= Samuel Gebo =

American businessman

Samuel Wilford Gebo (Americanization of the French “Gibeau”) (1862–1940) was an American entrepreneur influential in the early development of the U.S. state of Montana. Born in Canada in 1862, Gebo grew up near Ogdensburg, New York, and lived briefly in Minnesota before settling in Montana in the early 1890s.

Between 1895 and 1897, Sam Gebo's Clarks Fork Coal Company developed the Gebo Mine near present-day Fromberg (originally named Gebo) in Carbon County, Montana. In 1900 he and Butte businessman Henry Frank formed the Canadian American Coal and Coke Company and developed a lucrative coal mine at Frank, Alberta, Canada (the mine was damaged by the Frank Slide in 1903, but soon reopened and remained productive until 1918). After the death of Henry Frank in 1908, the Canadian American Coal and Coke Company was reorganized into the Canadian Consolidated Coal Company with Gebo as its managing director. Gebo also developed the Spring Creek Mine near Lewistown, Montana and the Owl Creek Coal Mine in Gebo, Wyoming. In 1910 Gebo purchased the Citizens’ Electric Company and the Spring Creek Power and Electric Company and merged them with the Lewistown Coal, Gas and Light Company.

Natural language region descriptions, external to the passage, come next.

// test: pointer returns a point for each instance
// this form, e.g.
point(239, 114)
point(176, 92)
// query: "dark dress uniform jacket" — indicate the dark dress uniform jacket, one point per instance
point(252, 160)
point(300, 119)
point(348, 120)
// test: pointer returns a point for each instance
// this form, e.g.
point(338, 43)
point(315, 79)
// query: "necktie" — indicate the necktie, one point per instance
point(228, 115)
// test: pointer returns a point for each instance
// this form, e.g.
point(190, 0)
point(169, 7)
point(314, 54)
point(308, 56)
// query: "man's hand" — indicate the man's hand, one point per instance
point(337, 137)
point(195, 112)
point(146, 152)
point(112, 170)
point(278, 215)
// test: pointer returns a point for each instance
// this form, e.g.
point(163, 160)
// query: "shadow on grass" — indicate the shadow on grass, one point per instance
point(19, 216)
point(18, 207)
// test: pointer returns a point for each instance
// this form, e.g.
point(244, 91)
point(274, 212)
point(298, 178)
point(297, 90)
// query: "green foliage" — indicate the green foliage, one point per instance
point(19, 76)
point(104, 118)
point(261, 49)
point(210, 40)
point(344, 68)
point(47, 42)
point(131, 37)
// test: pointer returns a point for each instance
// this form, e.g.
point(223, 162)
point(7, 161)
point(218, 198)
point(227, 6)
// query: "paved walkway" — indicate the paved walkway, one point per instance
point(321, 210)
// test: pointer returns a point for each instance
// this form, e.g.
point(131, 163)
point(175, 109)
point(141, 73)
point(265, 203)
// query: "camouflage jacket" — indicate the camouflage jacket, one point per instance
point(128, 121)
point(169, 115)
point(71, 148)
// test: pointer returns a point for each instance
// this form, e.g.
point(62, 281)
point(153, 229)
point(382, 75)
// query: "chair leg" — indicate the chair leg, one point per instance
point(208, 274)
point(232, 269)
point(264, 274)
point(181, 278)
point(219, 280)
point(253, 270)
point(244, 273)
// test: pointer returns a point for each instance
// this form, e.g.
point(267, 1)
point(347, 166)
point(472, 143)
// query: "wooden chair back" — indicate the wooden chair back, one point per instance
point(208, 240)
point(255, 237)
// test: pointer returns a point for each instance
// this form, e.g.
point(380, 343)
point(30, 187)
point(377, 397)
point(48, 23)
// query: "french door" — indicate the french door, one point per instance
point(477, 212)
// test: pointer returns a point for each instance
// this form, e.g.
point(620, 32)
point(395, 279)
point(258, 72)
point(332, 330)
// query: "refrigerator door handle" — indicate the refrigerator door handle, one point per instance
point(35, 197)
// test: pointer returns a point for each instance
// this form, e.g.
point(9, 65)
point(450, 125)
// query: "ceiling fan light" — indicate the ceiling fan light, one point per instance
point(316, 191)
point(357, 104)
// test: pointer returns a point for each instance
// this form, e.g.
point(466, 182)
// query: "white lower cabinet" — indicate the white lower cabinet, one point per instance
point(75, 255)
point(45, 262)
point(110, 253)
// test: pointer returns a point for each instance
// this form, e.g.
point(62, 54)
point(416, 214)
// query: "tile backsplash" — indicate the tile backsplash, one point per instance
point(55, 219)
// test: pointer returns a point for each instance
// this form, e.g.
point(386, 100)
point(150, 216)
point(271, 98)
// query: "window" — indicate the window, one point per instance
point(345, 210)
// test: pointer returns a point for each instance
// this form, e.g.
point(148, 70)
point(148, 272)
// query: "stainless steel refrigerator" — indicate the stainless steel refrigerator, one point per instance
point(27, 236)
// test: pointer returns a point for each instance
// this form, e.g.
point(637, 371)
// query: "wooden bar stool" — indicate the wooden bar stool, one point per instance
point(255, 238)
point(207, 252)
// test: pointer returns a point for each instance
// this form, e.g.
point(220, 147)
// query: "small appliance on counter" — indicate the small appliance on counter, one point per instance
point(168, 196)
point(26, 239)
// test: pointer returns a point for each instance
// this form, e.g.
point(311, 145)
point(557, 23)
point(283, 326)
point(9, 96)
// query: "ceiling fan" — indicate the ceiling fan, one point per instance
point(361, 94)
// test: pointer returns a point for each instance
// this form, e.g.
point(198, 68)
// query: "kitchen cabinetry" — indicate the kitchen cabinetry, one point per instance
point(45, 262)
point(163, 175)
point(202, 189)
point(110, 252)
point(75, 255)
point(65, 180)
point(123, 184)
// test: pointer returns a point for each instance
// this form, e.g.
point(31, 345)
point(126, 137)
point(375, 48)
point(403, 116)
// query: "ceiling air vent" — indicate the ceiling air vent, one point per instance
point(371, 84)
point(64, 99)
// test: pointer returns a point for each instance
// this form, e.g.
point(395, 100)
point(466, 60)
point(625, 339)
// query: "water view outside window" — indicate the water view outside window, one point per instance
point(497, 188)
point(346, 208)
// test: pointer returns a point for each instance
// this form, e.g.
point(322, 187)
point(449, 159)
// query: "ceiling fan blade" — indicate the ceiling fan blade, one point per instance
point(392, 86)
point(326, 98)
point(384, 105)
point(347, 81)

Gebo built the large Director's house in Frank in 1901, and also built a 300 acre ranch near Fromberg between 1904 and 1908. It included a large brick house and a 9,000 square foot barn (National Register of Historic Places #5000512; Jun 01, 2005). Under pressure from an indictment on federal land fraud charges in Wyoming, Gebo abruptly left for Guatemala (where he developed a marble quarry) in 1913, and his Fromberg ranch was put up for auction. Gebo retired to Seattle in 1927 with his second wife, and he died in 1940 at home from a gas-leak.